Martinez appeared at a San Antonio, Texas field hearing on the challenges facing small financial institutions in Texas. She was joined by Robert Glenn, president/CEO of Air Force FCU, of San Antonio, will testify alongside other finance industry representatives.
Martinez in prepared testimony said the MBL cap prevents her credit union from offering business loans to members, as the $100 million in assets credit union would be extremely limited in the number of MBLs it could offer, and would not have the capacity to retain the employees it needs to continue offering MBLs for the long-term.

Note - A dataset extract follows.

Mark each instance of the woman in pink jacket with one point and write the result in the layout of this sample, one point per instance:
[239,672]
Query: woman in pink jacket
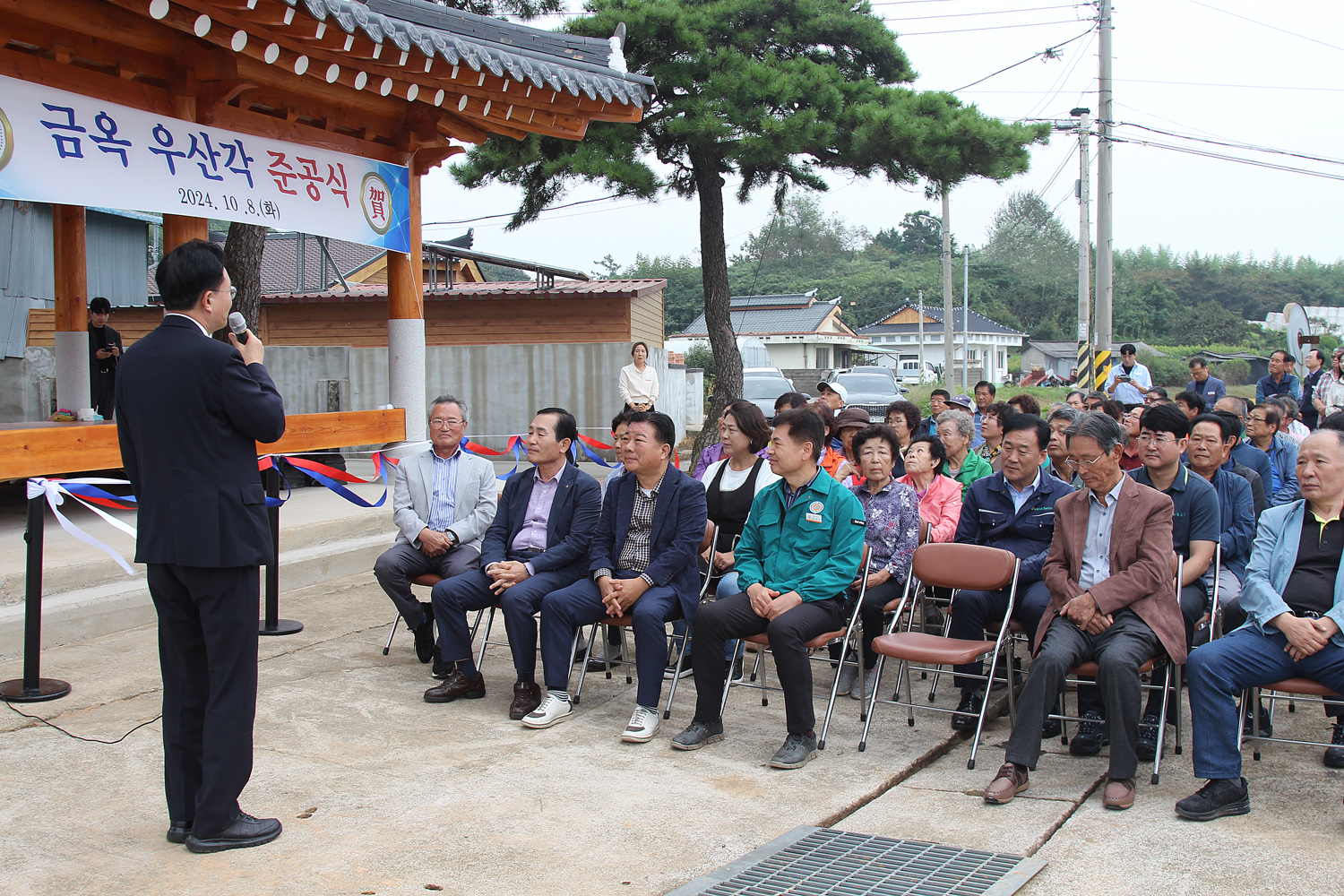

Legislation that would increase the 12.25% of assets MBL cap to 27.5% is active in both the U.S. House and Senate. Martinez said lifting the cap would be beneficial to both her credit union and communities throughout Texas and across the country, and added legislators "can have confidence that credit unions would lend the estimated $13 billion in the first year because credit unions loaned to their members in the darkest hours of the financial crisis; they have the capacity and experience to stay with them in the recovery, if Congress gives them permission." Business leaders joined the Credit Union National Association (CUNA) to seek Senate MBL support this week, (See related story: Small biz groups, CUNA call for Senate MBL action)
Regulatory burdens and examination issues also create problems for Border FCU, Martinez said, and these sorts of issues were also cited by Glenn in his testimony.
Glenn said his credit union, Air Force FCU, has been harmed by expensive regulations that provide limited benefit to consumers, including debit card interchange fee cap regulations. While some of these rules will not be applicable to credit unions that are similar in size to Air Force FCU, the cost of the regulation will be felt by consumers in some way, he said. Glenn also commented on the CFPB and National Credit Union Administration (NCUA) examinations.
For more on Wednesday's hearing, use the resource links.
Credit union concerns will also be aired in a Las Vegas, Nevada-based subcommittee hearing on potential private sector solutions to foreclosure issues. Sue Longson of El Monte, California-based SCE FCU, will testify at that hearing, which is scheduled to take place today.